Lumentum Holdings, Inc. v. Capella Photonics, Inc., Case IPR2015-00739, Paper No. 38 (March 4, 2016) interprets the requirements of 35 U.S.C. § 312(a)(2), which states that a petition for IPR may be considered only if the petition identifies all real parties in interest. In this case, there was no dispute that the original petition correctly named all of the original parties in interest. However, due to internal business reorganizations of the petitioner subsequent to filing the petition, the real party in interest to the petition changed from the original filer to Lumentum Holdings. The petitioner requested a motion to re-caption the proceeding under the name of Lumentum Holdings to reflect the name change, which the PTAB granted without opposition from the patent owner. Thereafter, however, the patent owner moved that the proceedings be terminated because the petitioner failed to meet the requirements of § 312(a)(2) based on the change in the real parties in interest.

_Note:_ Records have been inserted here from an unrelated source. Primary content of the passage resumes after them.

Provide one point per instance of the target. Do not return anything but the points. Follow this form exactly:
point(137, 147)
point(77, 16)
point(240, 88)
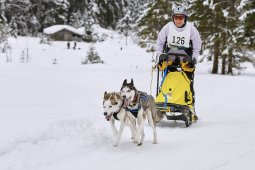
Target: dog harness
point(143, 101)
point(116, 113)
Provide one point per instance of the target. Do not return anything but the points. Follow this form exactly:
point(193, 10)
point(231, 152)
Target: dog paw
point(137, 137)
point(155, 142)
point(139, 144)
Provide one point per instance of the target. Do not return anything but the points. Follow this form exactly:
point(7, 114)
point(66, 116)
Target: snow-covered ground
point(51, 115)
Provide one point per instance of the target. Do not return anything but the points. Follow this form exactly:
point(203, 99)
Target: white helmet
point(179, 10)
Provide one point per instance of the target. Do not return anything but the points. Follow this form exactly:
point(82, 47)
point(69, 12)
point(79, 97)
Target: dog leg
point(114, 130)
point(142, 138)
point(132, 125)
point(122, 125)
point(152, 124)
point(140, 121)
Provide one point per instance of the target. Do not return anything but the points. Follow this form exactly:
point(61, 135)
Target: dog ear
point(132, 82)
point(124, 82)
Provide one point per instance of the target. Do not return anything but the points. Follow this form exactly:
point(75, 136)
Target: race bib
point(179, 39)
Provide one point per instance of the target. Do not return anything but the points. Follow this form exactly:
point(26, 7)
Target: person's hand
point(165, 64)
point(187, 66)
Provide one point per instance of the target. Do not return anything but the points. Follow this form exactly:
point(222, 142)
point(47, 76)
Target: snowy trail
point(52, 117)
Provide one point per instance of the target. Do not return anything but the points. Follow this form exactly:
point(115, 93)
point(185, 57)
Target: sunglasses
point(180, 17)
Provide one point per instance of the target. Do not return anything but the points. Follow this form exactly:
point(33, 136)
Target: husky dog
point(113, 110)
point(139, 106)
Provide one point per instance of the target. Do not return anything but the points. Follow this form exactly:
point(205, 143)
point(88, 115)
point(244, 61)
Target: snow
point(55, 28)
point(52, 115)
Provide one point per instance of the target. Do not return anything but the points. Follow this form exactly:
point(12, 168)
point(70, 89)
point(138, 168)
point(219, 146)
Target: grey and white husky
point(139, 106)
point(113, 110)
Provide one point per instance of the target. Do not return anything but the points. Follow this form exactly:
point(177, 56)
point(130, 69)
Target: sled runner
point(174, 97)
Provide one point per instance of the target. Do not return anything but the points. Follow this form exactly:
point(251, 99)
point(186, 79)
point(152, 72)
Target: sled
point(174, 97)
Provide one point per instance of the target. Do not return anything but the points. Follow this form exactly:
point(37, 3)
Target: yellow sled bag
point(175, 90)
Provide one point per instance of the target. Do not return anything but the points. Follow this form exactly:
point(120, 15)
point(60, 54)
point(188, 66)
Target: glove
point(165, 64)
point(187, 66)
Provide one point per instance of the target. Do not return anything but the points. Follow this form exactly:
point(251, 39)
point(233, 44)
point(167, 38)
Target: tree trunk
point(223, 67)
point(230, 62)
point(216, 57)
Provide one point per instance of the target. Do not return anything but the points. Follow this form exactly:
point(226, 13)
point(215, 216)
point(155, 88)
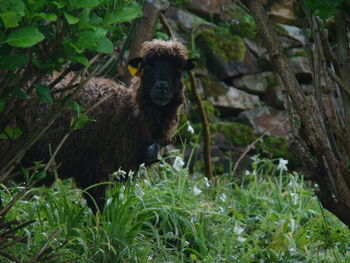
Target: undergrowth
point(164, 215)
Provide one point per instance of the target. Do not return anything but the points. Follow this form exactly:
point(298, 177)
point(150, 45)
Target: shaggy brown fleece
point(125, 124)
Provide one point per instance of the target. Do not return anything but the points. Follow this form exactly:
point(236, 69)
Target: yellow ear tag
point(132, 70)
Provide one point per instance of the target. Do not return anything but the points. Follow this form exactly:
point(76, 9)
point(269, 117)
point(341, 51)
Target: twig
point(14, 200)
point(203, 116)
point(338, 81)
point(166, 26)
point(250, 146)
point(205, 126)
point(40, 252)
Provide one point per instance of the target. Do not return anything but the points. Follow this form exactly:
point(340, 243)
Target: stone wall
point(241, 94)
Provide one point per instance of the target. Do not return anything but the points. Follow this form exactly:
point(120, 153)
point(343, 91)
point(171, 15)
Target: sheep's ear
point(135, 66)
point(189, 64)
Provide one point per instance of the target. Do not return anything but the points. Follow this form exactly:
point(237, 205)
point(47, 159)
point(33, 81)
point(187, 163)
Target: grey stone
point(266, 119)
point(185, 20)
point(252, 83)
point(235, 99)
point(283, 12)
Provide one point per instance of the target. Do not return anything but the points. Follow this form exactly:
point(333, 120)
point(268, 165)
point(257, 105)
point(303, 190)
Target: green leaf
point(80, 59)
point(84, 3)
point(13, 62)
point(47, 16)
point(2, 104)
point(36, 5)
point(122, 15)
point(79, 121)
point(43, 92)
point(95, 40)
point(20, 93)
point(11, 133)
point(104, 46)
point(40, 175)
point(59, 4)
point(25, 37)
point(71, 19)
point(76, 107)
point(10, 19)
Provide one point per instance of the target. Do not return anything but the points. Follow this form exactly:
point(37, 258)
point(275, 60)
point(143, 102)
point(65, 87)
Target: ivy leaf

Rejecting the patent owner’s arguments, the PTAB held that § 312 (a) is not a jurisdictional limitation, but merely sets forth requirements that must be satisfied for the PTAB to consider a petition. Therefore, the PTAB reasoned, a lapse in compliance with those requirements does not deprive the PTAB of jurisdiction over the proceeding or preclude the PTAB from permitting the laps to be rectified. Based on this analysis, the PTAB denied the patent owner’s motion to terminate the proceedings.

With these five new designations, the PTAB has now designated eight PTAB trial decisions as precedential. By designating these opinions as precedential, the PTAB has provided a better procedural roadmap for parties moving forward.